Он пробивался к «Федре». Каждый вечер в «Адриенне Лекуврер» Коонен произносила монолог из «Федры» Расина, и каждый вечер к концу этого монолога Таировым начинало овладевать смутное беспокойство, что он опять что-то пропустил. Или забыл что-то?
Он был устроен так, что каждый совершенный им поступок диктовал следующий, не мог быть пропущен, он был фатально логичен, всегда совершал поступок конкретно для чего-то, вот еще бы понять для чего.
В искусстве, как в жизни, такое бывает, вглядываешься в знакомое лицо, пытаешься понять, кого оно тебе напоминает, чтобы знать, как себя вести, и только в последнюю минуту, когда оно уже грозит исчезнуть, вскрикиваешь:
— Да ведь это…
Конечно, это Коонен-Федра.
И несмотря на то, что даже поклонники Камерного, опытные мастера из других театров бросились убеждать Таирова, что она надорвется в этой роли — сама Сара Бернар боялась выходить на сцену в «Федре», и однажды на гастролях в Америке так и не вышла, — Таиров решил: Коонен — Федра, и это решено. И так же, как не было сомнений у самой Алисы, что она сыграет любую самую сложную трагическую роль, так не было никаких сомнений в ней у Таирова.
Коонен-Федра, другая, не эллинская, не микенская, на несколько веков приближенная к залу Расином, но все же та самая царица, раздавленная тайной любовью к своему пасынку, гибнущая под бременем любви.
И, как всегда, оправданная Таировым.
— Федра значит «светлая», — любил повторять он. А это означало Коонен — светлая.
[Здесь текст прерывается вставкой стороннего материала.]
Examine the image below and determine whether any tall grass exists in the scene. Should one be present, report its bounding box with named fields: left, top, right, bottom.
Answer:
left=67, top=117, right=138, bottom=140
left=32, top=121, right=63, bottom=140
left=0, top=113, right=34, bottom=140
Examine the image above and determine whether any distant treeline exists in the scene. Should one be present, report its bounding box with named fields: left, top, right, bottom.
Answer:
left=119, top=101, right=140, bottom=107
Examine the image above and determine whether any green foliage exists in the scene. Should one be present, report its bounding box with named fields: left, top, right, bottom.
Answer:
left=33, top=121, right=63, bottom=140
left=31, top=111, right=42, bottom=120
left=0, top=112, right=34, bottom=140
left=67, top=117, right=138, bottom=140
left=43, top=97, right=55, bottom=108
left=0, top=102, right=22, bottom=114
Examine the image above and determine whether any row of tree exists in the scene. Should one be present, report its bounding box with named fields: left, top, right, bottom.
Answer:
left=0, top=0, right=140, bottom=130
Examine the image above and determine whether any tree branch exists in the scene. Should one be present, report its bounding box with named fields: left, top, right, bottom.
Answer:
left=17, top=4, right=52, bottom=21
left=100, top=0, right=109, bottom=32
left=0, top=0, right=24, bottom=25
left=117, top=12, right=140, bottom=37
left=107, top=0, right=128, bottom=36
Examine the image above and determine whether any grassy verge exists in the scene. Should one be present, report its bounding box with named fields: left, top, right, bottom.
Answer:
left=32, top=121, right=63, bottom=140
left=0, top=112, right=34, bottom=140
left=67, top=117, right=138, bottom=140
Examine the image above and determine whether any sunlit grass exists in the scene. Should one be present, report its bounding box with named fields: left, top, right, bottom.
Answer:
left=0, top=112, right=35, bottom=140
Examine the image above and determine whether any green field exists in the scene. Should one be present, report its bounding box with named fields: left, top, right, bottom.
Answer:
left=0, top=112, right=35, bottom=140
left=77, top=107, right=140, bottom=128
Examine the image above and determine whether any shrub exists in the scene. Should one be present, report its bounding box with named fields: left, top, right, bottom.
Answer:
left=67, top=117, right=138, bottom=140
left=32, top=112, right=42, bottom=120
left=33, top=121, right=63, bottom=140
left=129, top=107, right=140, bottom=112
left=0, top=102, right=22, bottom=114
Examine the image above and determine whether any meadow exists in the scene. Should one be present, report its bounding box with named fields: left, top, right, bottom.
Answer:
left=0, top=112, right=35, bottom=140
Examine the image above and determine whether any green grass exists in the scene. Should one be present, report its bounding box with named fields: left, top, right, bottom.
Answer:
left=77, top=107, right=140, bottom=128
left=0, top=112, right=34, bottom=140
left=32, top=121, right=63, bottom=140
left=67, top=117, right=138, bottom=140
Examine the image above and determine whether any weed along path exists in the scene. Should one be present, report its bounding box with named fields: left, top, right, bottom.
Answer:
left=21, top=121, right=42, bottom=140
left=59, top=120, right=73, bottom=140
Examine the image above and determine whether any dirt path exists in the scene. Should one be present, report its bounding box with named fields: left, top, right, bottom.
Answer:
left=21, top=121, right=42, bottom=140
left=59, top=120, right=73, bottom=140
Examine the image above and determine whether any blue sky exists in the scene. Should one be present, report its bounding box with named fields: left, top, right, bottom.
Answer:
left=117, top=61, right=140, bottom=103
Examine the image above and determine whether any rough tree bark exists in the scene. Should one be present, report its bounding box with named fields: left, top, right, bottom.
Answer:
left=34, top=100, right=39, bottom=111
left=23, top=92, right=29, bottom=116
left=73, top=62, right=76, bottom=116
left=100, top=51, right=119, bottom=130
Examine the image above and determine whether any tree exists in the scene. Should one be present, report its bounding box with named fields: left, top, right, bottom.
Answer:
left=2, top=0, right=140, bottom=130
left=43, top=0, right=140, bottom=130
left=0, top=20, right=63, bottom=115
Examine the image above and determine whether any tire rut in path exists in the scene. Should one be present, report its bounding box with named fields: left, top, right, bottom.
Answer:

Виолен в «Благовещенье» погибает от любви, Джульетта, Федра. Все, что делал Таиров для Коонен, было всегда о любви.
Он был силен в этом чувстве к ней, она была прекрасна в воплощении этого чувства на сцене.
Трудно поверить, что нормальные, рядом с тобой находящиеся люди живут такими страстями, на такой высоте интереса друг к другу.
Камерный театр реформирован их любовью. Он менялся под силой их взаимной творческой страсти. Это только внешне все казалось спокойным, никто не знал, какие мощные сдвиги происходят в душах этих двух людей, решившихся на такое объяснение в любви, как Федра.